The experience modification worksheet is a critical tool used by rating bureaus like the Minnesota Workers’ Compensation Insurers Association (MWCIA) when calculating your workers’ compensation premiums. Errors on this document, while rare, do occur and can add significant costs to your workers’ compensation insurance premiums. However, even when errors do occur, it can be burdensome to re-file this document and it’s not even always possible.
Correcting Errors & Refiling
First of all, it’s important to review your worksheet immediately when you receive it from the rating bureau. This review doesn’t have to be complex, but should include:
- Ensuring your payrolls are listed accurately
- Comparing listed losses to those on your current loss runs, looking for file closures and to determine if re-files are appropriate
- Confirming that claims are classified appropriately (i.e. all closed claims should be labeled as closed, etc.)
If you do find errors on the worksheet, communicate these to your agent and/or insurance carrier immediately to have them corrected.

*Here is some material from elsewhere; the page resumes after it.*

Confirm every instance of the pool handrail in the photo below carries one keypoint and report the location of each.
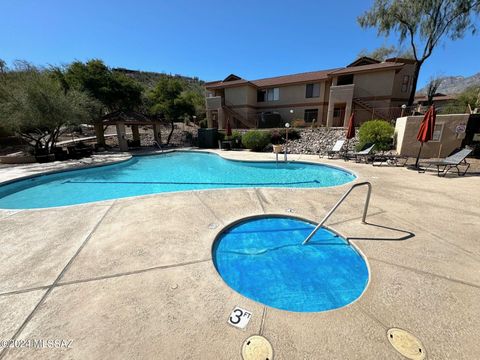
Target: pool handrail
(365, 209)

If a claim identified as open on the worksheet has since been closed within that worksheet year, a re-file may be appropriate. This can immediately lower your experience modification rating, but isn’t always allowed. For example, in Minnesota, re-file requests must meet the 5% aggravated inequity rule, meaning the change would drop the rating down by five points or more.
Carriers generally do not automatically request a re-file; therefore, it is important to review your open losses continually throughout the year and make sure your agent knows when claims are closed.
Requesting experience modification document re-files is a reactive approach and isn’t even always possible. Reviewing all open losses prior to filing your Unit Stat Card, on the other hand, is proactive and much more helpful.
Six months prior to your policy’s renewal, the workers’ compensation carrier takes a snapshot of your losses for the three-year rating period—the three years prior to your policy’s effective date—and reports it to the ratings bureau. Reviewing these reported losses is key because it enables you to request reserve reductions and file closures when appropriate, which can reduce your resulting experience modification rating and, thus, your insurance premiums.
While all these activities can be done on your own, they take time and are best done by professionals who know what to look for and the best procedures to follow. Always ask prospective insurance agents or brokers to provide you with examples of their expertise in Unit Stat reviews and experience modification worksheet re-files. Well structured, ongoing claim management procedures by a competent claims-specific team are good things to seek out when evaluating insurance advisors and providers.
Experience Mod Forecasting
As part of an ongoing experience modification rating review process, you should also look ahead to what the future holds for your experience modification rating. Well-qualified agents and brokers can provide you with an estimated EMR using sophisticated analytics software and models of likely premium scenarios. This can help you plan accordingly for any upcoming premium change due to the experience modification rating.
Marsh & McLennan Agency performs all these strategies to help ensure clients’ experience modification ratings are accurate and they are not paying more than necessary for their workers’ compensation insurance.